23 febbraio 1917

Dalla mia finestra le vedevo avanzare lungo la strada verso la caserma militare, malvestite e sporche tanto che molte di loro non sembravano neanche donne.

Le sentivo gridare come ossesse invocando il ritorno dei loro mariti dal fronte occidentale, in un miscuglio di fragore, urla e facce stravolte, dalle quali, stranamente, si coglieva qualcosa di sereno, pacato. Non vi era traccia di violenza in tutto ciò. Nel corteo vi erano persino dei ragazzi ed una sventurata aveva un bimbo mal nutrito e sporco in braccio.
Su quest’ultima il mio sguardo si fermò più a lungo, attratto dalla strana aurea che permeava la donna. Povera, ma non dimessa, affamata, ma non piegata, urlante, ma tranquilla, sembrava chiedere ciò che credeva onestamente le spettasse: il proprio marito ed una vita semplice con un gioco e del pane per il figlio.

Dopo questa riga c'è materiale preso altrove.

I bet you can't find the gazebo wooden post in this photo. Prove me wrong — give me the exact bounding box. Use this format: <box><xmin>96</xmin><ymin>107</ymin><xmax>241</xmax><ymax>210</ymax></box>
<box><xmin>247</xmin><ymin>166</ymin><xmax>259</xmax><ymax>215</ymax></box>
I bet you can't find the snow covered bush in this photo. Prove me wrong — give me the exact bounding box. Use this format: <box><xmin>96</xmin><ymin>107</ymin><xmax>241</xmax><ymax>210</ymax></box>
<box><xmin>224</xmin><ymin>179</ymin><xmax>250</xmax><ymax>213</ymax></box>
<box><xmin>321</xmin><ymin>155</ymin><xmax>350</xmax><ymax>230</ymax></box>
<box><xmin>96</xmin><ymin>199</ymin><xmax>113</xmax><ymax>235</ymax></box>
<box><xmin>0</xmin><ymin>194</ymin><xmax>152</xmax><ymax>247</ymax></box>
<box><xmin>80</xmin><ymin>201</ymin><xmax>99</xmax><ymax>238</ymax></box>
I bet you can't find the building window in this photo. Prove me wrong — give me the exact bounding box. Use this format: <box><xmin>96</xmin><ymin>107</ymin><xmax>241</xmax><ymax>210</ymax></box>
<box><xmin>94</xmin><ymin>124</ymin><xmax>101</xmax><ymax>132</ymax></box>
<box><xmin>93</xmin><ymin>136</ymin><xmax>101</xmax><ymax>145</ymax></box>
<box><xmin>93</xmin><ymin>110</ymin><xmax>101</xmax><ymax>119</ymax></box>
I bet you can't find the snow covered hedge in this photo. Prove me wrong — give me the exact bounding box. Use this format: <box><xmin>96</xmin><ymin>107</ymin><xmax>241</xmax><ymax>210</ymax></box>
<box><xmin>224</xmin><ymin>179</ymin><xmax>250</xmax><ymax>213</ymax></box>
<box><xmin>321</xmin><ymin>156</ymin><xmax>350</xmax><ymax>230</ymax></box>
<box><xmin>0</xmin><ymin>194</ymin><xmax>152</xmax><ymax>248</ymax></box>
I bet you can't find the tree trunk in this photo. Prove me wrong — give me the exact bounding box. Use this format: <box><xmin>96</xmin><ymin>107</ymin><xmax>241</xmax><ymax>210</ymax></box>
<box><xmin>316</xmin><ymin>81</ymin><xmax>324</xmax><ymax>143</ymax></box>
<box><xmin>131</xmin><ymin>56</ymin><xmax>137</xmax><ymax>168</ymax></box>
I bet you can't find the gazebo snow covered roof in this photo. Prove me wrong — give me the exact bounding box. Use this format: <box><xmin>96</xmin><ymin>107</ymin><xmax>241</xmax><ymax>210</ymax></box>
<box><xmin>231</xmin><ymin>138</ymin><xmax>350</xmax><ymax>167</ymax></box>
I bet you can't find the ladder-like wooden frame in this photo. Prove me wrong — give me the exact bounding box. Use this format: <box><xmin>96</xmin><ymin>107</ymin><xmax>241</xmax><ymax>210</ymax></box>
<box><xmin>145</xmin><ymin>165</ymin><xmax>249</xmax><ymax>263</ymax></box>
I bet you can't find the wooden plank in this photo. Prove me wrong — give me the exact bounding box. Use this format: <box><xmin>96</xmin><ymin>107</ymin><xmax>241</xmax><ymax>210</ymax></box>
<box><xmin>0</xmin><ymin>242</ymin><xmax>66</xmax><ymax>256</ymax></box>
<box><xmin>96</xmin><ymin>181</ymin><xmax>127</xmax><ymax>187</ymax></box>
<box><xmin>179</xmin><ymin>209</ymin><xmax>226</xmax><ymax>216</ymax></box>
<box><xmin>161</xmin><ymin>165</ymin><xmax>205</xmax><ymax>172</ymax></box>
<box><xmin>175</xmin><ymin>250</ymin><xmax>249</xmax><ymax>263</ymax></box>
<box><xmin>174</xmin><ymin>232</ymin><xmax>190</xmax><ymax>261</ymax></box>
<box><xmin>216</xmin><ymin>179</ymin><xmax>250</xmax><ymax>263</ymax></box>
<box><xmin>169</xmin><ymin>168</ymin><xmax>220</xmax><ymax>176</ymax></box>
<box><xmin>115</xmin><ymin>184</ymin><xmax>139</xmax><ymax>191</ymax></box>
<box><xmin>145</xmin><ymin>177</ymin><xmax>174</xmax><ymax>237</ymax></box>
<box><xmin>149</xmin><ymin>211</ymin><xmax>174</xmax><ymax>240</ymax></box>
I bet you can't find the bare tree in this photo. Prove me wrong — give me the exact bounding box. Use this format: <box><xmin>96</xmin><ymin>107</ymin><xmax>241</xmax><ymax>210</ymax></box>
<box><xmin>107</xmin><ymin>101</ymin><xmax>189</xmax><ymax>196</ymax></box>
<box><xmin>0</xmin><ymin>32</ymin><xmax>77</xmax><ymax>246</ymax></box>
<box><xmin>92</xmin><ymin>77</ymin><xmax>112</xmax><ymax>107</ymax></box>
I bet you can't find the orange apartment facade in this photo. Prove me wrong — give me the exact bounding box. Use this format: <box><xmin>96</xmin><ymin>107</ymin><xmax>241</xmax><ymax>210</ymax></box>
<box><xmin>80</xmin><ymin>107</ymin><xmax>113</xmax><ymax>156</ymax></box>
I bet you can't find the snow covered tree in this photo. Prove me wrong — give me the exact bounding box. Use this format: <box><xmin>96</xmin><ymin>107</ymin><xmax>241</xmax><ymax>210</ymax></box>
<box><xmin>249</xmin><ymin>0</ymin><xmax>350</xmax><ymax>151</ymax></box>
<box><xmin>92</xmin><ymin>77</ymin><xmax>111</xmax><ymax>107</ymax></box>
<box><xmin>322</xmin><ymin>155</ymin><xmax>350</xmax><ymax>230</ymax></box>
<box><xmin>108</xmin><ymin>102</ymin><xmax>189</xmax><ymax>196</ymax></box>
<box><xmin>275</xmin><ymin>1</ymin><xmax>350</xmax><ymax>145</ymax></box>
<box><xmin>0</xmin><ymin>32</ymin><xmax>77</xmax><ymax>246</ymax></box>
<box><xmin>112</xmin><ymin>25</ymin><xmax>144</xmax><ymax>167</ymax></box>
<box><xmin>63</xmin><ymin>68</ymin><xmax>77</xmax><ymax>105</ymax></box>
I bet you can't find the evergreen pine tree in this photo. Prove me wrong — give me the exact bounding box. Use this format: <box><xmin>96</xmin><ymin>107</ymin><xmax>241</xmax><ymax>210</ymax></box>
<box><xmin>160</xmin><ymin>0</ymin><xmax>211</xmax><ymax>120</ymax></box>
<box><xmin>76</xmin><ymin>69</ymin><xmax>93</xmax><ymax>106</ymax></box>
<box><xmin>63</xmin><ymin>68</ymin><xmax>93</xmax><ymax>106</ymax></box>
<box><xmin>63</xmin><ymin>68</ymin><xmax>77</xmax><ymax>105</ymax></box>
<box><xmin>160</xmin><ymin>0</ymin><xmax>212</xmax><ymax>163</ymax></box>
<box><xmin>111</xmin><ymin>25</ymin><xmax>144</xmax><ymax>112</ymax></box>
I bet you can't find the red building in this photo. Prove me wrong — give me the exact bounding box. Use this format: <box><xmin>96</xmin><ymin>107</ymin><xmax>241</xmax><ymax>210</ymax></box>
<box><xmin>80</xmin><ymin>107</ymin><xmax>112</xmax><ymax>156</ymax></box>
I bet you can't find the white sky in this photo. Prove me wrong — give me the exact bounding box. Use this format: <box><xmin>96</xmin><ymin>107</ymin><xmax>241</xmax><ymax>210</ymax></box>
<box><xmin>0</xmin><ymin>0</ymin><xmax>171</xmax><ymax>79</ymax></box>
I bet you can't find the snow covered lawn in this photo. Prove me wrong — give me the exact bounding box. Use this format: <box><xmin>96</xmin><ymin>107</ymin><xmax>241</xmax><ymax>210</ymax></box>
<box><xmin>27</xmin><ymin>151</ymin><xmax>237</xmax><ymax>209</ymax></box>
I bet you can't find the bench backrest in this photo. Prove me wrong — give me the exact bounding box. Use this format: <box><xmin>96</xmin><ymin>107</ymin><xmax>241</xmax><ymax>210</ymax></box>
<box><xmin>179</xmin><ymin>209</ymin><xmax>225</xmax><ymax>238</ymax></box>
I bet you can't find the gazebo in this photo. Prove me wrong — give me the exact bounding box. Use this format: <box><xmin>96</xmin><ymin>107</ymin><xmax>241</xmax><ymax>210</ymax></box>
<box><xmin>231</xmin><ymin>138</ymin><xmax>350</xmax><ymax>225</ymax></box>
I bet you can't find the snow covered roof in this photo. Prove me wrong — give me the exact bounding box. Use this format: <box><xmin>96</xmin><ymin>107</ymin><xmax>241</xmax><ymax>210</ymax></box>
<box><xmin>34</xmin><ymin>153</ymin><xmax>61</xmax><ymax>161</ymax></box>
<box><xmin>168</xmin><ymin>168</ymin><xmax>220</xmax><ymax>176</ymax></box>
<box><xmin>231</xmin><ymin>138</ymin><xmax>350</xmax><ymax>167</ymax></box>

Dall’interno della caserma, gli uomini delle più fortunate non osavano guardare quel corteo che avanzava, vergognosi della loro sorte migliore per non essere andati al fronte. Molti soldati erano amanti delle donne che si avvicinavano al cortile.

I corrieri erano appena partiti alla volta del Palazzo della Guardia nel centro di Pietrogrado e impazienti si stava aspettando la risposta, quasi temendola.

I cannoni, lontani, non riuscivano a far sentire il loro tuono, ma probabilmente non avrebbero coperto ciò che qui stava per accadere.

Le donne sapevano d’essere le prime al mondo a fare questa richiesta, ma per nulla scoraggiate, nella loro ostinatezza, continuavano a urlare il loro desiderio. “Fine della guerra e ritorno a casa dei mariti”.

Mentre le guardavo, sentivo da altre vie altri rumori di altri cortei, più violenti, più sanguinari. Cortei di uomini che chiedevano la fine di un’oppressione durata mille anni.

Restai a guardare quella donna ed il suo bambino, pensando al marito che forse presto sarebbe tornato dal fronte per iniziare subito la nuova guerra che stava per scoppiare tra le nostre case.